May 29, 2014

The Department of Labor (DOL) has amended its model notices under the Consolidated Omnibus Budget Reconciliation Act of 1985 (COBRA).  Since 1985 employers of twenty or more employees have been required to provide a temporary continuation of group health coverage to covered former-employees, which otherwise would be terminated.  Under COBRA, employers are required to notify employees of their rights.  Employers often disseminate such COBRA notices initially upon hiring and upon a qualifying event (i.e. termination of employment).

In a 2013 DOL release (Technical Release No. 2013-02), the DOL updated its model notices to account for the changing healthcare landscape in the wake of the Affordable Care Act (ACA).  The released models focus on providing employees with information on new alternative health coverage options available through federal and state run health care exchanges.

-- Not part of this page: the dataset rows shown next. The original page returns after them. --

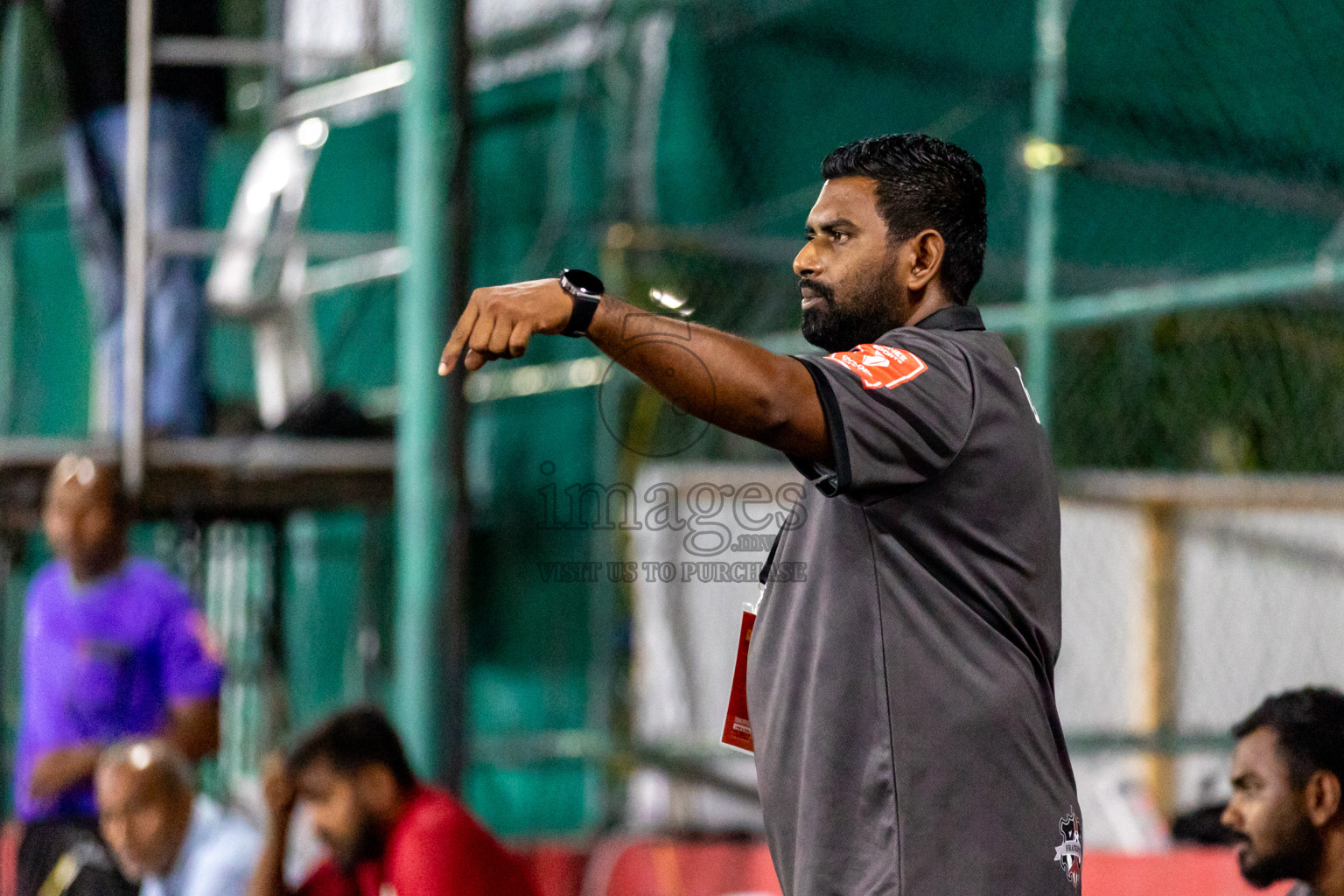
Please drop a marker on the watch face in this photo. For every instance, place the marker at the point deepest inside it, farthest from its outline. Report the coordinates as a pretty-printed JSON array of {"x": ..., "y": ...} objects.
[{"x": 584, "y": 281}]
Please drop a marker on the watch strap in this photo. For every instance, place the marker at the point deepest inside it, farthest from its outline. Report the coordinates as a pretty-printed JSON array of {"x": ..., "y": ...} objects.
[{"x": 584, "y": 306}]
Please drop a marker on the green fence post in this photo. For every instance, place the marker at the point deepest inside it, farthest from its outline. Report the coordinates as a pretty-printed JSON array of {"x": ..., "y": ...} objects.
[
  {"x": 11, "y": 87},
  {"x": 1042, "y": 156},
  {"x": 424, "y": 500}
]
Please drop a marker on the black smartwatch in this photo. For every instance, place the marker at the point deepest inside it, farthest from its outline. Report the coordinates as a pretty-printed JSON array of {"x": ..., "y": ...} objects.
[{"x": 586, "y": 290}]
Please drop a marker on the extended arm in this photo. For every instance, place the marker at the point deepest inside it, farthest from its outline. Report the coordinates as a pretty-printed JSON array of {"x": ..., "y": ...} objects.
[
  {"x": 192, "y": 727},
  {"x": 709, "y": 374},
  {"x": 278, "y": 790}
]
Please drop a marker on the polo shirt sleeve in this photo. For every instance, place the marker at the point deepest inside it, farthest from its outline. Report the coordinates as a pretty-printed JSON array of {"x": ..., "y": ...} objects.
[
  {"x": 327, "y": 880},
  {"x": 192, "y": 665},
  {"x": 898, "y": 413}
]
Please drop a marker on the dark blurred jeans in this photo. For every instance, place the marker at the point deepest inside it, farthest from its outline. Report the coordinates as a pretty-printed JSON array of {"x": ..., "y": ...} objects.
[{"x": 175, "y": 320}]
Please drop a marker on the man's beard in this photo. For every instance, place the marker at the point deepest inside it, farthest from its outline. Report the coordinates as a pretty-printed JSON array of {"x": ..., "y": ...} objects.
[
  {"x": 875, "y": 306},
  {"x": 368, "y": 845},
  {"x": 1296, "y": 856}
]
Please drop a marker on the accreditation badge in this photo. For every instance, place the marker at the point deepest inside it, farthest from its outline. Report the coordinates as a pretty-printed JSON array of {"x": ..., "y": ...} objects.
[{"x": 737, "y": 727}]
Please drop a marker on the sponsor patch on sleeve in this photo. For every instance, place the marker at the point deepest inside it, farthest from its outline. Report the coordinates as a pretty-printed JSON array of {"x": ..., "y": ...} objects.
[{"x": 879, "y": 366}]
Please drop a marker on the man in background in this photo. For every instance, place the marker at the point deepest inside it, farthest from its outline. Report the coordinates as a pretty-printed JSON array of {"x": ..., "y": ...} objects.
[
  {"x": 1286, "y": 806},
  {"x": 383, "y": 828},
  {"x": 90, "y": 38},
  {"x": 175, "y": 843},
  {"x": 113, "y": 648}
]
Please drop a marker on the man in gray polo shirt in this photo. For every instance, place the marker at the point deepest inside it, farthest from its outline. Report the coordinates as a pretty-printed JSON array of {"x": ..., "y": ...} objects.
[{"x": 902, "y": 692}]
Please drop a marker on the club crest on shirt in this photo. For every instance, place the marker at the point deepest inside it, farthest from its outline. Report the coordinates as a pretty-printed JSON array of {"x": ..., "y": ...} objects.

Specifically, the DOL changed its initial notice to include:

  • Information on reformed restrictions on preexisting condition exclusions;
  • Information on new coverage options under the exchanges that may be available to employees who lose their group coverage; and
  • Information on special enrollment options.

The most apparent revisions come to the DOL’s model election notice, which no longer focuses the characterization of COBRA benefits as the only option for terminated employees, but one of several coverage options now available.  Specific changes include language that informs employees:

  • That coverage under other options, including the health care exchanges may cost less than traditional COBRA coverage;
  • Of the potential difficulty for an individual to switch coverage options once an initial coverage decision is made;
  • Of the availability of premium tax credits and cost-sharing benefits via the exchanges;
  • Of the options for switching between COBRA coverage and exchange-based coverage; and
  • Of a list of factors for individuals to consider in choosing among coverage options, including premiums, cost-sharing, possible severance plan payments, provider network access and benefit service areas).

Plan administrators who have based their COBRA notification on DOL models should become familiar with the amendments and adjust accordingly.